The natural beauty of the Tuscan province of Lucca in the early 1900s will be on display in the show 'Painting the Enchantment: Painters in the Lucca Area at the Start of the 1900s', with works by artists including Plinio Nomellini, Lorenzo Viani, and Carlo Carrà at the Monte di Lucca Bank Foundation's Palazzo delle Esposizioni in Lucca starting December 19 through January 17.
    The show includes nearly 70 works in which local natural features - the sea, forests, lakes, streams, and mountains - were interpreted and represented by celebrated artists as a sort of paradise on Earth, pure and uncontaminated by modern life.
    The exhibition is part of 'Tuscany 1900s', an initiative of the Region of Tuscany and the Cassa di Risparmio di Firenze bank, and was curated by Umberto Sereni, who chose the most meaningful paintings as testimonials of a widespread feeling, even at an international level, between the 19th and 20th century. The show aims to "transmit to the visitor that enchantment with which artists from across Europe fell in love. In all of Tuscany there aren't other examples of experiences similar to those which came about in Lucca," Sereni said.
    The Foundation's coordinator, Maria Stuarda Varetti, said the exhibit's layout intends to "tell the story of the different cultural aspects that came about in the province of Lucca in that period of time, also deeply influenced by literary and musical productions that the territory succeeded in expressing".
    The presence of painters from the United Kingdom is numerous and significant.
    They were called to Tuscany and to Versilia in the footsteps of the great Romantic poet Percy Bysshe Shelley, who drowned off Viareggio in 1822.

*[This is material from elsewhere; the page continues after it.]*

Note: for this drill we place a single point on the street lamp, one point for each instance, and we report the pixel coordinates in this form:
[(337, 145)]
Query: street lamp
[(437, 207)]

    These artists and writers had left behind a country overwhelmed by the Industrial Revolution and rediscovered in this swathe of Tuscany an intact natural and farming world, where production times still corresponded to nature's times. Even Lucca itself, with its extraordinary monuments - first among which figures the splendid marble tomb of Ilaria del Carretto by Jacopo della Quercia in the Cathedral of San Martino - became an emblem of eternal beauty.
    Among the works on display at the Palazzo delle Esposizioni are paintings by Moses Levy, Alfredo Meschi, Nino Carrara and Giovan Battista Santini, as well as contemporary artists including Marzia Martelli, Alessandro Tofanelli, Antonio Vignocchi and Marco Pasega.